How to correctly interpret the output of calcDivergenceFromAlign.pl?
Hi,
I am using calcDivergenceFromAlign.pl and createRepeatLandscape.pl to plot the repeat landscape, but I've encountered some difficulties.
This is the repeat landscape plotted by the script createRepeatLandscape.pl. The repeat landscape shows that LINE/L2 with a k-distance of 0 has a proportion of 0.463% (basepair 3,023,067) in the genome (genome size 652,930,317).
However, according to the divsum file (output of calcDivergenceFromAlign.pl, sorted in ascending order.):
Class Repeat absLen wellCharLen Kimura%
LINE/L2 Zebrafish_L2-54_DR 292 148 -50.85
LINE/L2 DR0171017 180 97 -26.53
LINE/L2 rnd-1_family-43 843825 842394 1.88
LINE/L2 DR0172227 6 6 1.95
LINE/L2 rnd-1_family-45 3084378 3077852 2.12
LINE/L2 rnd-1_family-23 3396 3353 2.32
LINE/L2 rnd-1_family-41 397235 393867 2.58
LINE/L2 rnd-1_family-69 1123890 1121156 2.6
LINE/L2 rnd-1_family-20 503263 499225 2.68
LINE/L2 rnd-1_family-18 1105936 1101045 3.13
First, there are no elements with a k-distance of 0.

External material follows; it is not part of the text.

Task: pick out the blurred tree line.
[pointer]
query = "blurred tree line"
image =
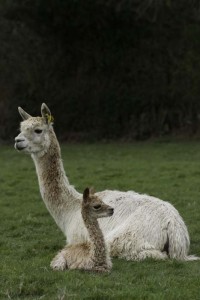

Second, if kimura% < 0 represents the category of k-distance 0, they cannot occupy 0.463% of the genome, because both Zebrafish_L2-54_DR and DR0171017 only have a small proportion according to the .out file of RepeatMasker:
Repeat Kimura% count basepair
Zebrafish_L2-54_DR -50.85 6 806
DR0171017 -26.53 12 586
I think I might be misunderstanding these outputs. How should I interpret them correctly?
Best, Jui-Hung
Something appears to be wrong with your input to calcDivergenceFromAlign.pl. Kimura divergences should not be negative. Do you mind sharing your alignment data so that I can try to reproduce this?
Closing this for now. Please let me know if you continue to have problems.